Materials and Methods

Patient Samples

Samples were submitted to the Greenwood Genetic Center biochemical diagnostic laboratory for diagnostic evaluation or as part of the Longitudinal Studies of the Glycoproteinoses (NCT01891422). Analyses were performed on randomly collected urine samples from patients with mucopolysaccharidosis (MPS) I (n = 9), II (n = 13), III (n = 23), IVA (n = 18), and VI (n = 7), as well as from patients with other LSDs: beta-galactosidase deficiency (n = 7), mucolipidosis II (n = 4), II/III (n = 8), and III (n = 39), alpha-mannosidosis (n = 11), fucosidosis (n = 4), sialidosis (n = 3), Pompe disease (n = 3), aspartylglucosaminuria (n = 4), and galactosialidosis (n = 1), in whom the diagnosis was confirmed by enzyme and/or mutation analysis. Control urine samples were collected from healthy volunteers (n = 25; age: 12 months – 63 years) and patients with other, unrelated metabolic disorders (n = 80; age: 20 days to 36 years), and used to establish age-dependent, normal reference ranges. All the samples were stored at −20°C prior to use.

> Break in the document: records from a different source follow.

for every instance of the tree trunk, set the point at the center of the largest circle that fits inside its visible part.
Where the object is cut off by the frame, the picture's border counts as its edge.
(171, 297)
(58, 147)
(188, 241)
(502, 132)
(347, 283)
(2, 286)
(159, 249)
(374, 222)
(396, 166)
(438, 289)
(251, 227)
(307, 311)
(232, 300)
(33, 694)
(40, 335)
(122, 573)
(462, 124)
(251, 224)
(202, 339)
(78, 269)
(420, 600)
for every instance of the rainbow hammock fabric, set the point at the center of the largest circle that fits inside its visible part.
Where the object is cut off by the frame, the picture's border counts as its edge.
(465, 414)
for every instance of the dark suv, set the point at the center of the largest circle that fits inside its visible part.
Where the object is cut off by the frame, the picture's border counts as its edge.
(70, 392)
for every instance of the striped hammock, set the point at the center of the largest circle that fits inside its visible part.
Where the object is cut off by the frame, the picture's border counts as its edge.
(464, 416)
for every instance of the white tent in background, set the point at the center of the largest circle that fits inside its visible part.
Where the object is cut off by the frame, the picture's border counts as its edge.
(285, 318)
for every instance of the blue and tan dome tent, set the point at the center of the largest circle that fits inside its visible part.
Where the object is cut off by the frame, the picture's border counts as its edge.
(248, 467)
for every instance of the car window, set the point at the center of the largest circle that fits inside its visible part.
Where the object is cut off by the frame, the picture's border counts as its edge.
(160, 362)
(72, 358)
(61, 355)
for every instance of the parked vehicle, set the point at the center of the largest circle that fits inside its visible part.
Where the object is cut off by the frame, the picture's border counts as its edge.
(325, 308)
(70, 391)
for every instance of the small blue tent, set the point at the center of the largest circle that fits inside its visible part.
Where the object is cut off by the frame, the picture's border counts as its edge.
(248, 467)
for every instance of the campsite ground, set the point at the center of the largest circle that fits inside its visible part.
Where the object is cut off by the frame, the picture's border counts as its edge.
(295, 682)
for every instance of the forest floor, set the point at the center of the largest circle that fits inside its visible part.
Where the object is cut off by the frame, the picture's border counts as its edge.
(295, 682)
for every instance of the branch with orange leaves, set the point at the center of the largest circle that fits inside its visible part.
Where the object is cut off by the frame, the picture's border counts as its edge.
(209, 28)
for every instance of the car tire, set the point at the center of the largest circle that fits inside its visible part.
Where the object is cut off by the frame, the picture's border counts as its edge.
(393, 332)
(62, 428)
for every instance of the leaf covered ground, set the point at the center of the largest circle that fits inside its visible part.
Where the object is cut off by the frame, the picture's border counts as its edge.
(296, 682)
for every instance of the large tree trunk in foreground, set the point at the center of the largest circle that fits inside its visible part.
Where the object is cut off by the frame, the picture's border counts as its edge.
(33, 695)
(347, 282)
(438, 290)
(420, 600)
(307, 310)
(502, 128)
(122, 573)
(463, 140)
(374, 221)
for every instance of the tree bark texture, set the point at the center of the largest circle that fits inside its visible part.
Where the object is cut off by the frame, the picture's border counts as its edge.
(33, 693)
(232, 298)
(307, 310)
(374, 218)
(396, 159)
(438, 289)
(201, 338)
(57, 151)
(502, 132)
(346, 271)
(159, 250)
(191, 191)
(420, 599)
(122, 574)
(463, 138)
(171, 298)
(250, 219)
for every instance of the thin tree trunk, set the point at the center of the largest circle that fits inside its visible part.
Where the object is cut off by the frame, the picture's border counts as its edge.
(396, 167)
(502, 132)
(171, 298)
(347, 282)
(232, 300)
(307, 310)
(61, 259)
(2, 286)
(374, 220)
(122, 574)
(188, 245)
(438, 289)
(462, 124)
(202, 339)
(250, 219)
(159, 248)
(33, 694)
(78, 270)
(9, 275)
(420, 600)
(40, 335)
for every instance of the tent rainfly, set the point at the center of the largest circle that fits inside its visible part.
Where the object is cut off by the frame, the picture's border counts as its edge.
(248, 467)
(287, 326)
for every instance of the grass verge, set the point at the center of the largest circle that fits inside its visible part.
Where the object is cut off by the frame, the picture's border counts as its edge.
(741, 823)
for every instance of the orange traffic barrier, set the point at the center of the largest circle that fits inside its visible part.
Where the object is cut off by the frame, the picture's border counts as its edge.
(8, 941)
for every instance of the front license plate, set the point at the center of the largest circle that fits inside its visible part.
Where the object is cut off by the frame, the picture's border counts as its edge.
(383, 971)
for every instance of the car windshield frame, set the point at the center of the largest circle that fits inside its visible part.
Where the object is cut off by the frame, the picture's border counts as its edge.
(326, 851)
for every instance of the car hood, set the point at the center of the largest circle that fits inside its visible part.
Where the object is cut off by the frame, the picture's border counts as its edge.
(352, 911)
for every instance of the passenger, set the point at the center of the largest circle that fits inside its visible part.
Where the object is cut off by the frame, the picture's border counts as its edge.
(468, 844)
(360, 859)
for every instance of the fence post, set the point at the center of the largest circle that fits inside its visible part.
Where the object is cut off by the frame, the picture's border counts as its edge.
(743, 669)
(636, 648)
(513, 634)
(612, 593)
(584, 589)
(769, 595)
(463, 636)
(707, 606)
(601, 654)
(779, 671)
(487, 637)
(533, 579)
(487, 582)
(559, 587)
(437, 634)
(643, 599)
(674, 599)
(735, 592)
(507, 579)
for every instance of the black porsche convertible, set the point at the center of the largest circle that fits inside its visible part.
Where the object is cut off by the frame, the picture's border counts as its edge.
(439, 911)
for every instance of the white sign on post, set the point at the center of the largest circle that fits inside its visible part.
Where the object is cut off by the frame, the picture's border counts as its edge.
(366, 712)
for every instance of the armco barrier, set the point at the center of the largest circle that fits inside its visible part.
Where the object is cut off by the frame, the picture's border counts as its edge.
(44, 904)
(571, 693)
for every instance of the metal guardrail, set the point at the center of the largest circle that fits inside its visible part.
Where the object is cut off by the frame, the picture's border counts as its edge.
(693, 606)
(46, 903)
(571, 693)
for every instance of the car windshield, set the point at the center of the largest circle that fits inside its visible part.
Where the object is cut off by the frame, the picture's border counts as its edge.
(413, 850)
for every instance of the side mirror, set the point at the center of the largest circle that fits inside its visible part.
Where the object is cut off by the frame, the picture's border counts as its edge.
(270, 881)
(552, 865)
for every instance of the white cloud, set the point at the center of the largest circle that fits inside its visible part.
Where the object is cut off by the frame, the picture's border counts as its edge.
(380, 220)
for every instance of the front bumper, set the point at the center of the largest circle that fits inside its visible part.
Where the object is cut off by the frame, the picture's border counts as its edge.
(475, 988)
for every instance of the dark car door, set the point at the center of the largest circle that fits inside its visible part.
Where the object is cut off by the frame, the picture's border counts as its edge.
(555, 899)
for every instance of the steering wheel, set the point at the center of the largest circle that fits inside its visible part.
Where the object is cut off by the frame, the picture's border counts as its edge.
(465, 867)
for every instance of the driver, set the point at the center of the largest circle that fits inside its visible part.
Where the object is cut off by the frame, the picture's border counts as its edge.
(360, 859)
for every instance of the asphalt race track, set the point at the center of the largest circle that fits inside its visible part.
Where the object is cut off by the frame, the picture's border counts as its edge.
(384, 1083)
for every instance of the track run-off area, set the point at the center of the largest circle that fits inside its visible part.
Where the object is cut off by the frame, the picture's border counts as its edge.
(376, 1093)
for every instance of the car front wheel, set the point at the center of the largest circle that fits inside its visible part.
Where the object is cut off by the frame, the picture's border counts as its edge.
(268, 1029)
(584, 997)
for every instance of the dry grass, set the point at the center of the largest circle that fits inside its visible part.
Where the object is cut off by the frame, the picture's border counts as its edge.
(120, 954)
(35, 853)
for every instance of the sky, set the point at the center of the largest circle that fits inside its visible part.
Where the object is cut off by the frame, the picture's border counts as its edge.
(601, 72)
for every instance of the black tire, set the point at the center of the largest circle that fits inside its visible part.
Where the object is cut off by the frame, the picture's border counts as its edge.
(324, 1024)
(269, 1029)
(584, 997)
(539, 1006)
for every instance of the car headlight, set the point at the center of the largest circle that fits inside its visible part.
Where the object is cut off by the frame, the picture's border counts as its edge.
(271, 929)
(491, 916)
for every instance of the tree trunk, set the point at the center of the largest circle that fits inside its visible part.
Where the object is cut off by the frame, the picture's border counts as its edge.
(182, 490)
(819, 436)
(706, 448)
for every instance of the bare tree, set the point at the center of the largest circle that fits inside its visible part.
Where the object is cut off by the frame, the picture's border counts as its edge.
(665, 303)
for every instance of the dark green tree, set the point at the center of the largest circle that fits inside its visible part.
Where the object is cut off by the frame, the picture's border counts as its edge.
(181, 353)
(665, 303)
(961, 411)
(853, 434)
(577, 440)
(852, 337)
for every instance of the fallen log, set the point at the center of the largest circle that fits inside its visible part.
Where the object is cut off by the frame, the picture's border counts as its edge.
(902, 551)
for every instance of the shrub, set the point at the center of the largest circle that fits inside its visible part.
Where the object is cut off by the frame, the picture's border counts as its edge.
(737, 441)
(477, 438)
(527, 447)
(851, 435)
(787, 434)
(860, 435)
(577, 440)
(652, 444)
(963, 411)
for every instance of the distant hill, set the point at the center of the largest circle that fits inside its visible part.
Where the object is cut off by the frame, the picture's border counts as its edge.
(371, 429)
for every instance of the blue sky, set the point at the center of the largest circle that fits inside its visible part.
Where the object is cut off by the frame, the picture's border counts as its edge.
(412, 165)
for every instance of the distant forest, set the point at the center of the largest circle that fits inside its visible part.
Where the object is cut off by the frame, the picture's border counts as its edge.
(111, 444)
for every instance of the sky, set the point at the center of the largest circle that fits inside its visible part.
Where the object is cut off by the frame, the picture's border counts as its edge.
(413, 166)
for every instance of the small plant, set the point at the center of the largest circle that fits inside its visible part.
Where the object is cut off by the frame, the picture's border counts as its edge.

Urine Keratan Sulfate Measurements

Urine keratan sulfate disaccharides Galβ1-4GlcNAc(6S) (predominant species) and Gal(6S)β1-4GlcNAc(6S) were produced by keratanase II enzymatic digestion of keratan sulfate (KS) as described previously (Oguma et al. 2001; Martell et al. 2011). The internal standards (heavy-isotope-labeled Galβ1-4GlcNAc(6S) 13C6, and Gal(6S)β1-4GlcNAc(6S) 13C6), the reference standards (Galβ1-4GlcNAc(6S) and Gal(6S)β1-4GlcNAc(6S)), KS (Bovine cornea, Na salt), and keratanase II (Bacillus sp.) were all obtained from GlycoSyn, Lower Hutt, New Zealand. Urine keratan sulfate was detected via stable isotope dilution using ultra performance liquid chromatography (UPLC), utilizing a Thermo Hypercarb 5 μm 50 × 2.1 mm column, and tandem mass spectrometry (MS/MS), utilizing an Acquity/Xevo TQD instrument (Waters Corporation, Milford, MA). Transitions (Galβ1-4GlcNAc(6S): 462.05 → 97.01, 13C6-Galβ1-4GlcNAc(6S): 467.78 → 97.01, Gal(6S)β1-4GlcNAc(6S): 563.87 → 462.69) 13C6-Gal(6S)β1-4GlcNAc(6S): 569.75 → 468.81) were monitored by multiple reaction monitoring in negative ion mode. The monosulfated and the disulfated disaccharides of KS were calculated by means of separate standard curves, and the final KS concentration was reported as the sum of both. The standard curves for both KS disaccharides included concentrations of 0.103, 0.313, 0.625, 1.25, 2.5, 5.0, 10.0, and 20.0 μg/ml. The average inter-day precision in five samples analyzed was 9.1% and 8% for monosulfated KS and disulfated KS, respectively. The average intra-day precision in five samples analyzed was 4.9% and 5.9% for monosulfated KS and disuflated KS, respectively. The lower limit of quantification (LLOQ) is 0.75 ug/ml. The average percent deviation at the LLOQ is −10.87% (for monosulfated KS) and −4.74% (for disulfated KS), and the intra-day variability at the LLOQ is 9.08% (for monosulfated KS) and 14.91% (for disulfated KS).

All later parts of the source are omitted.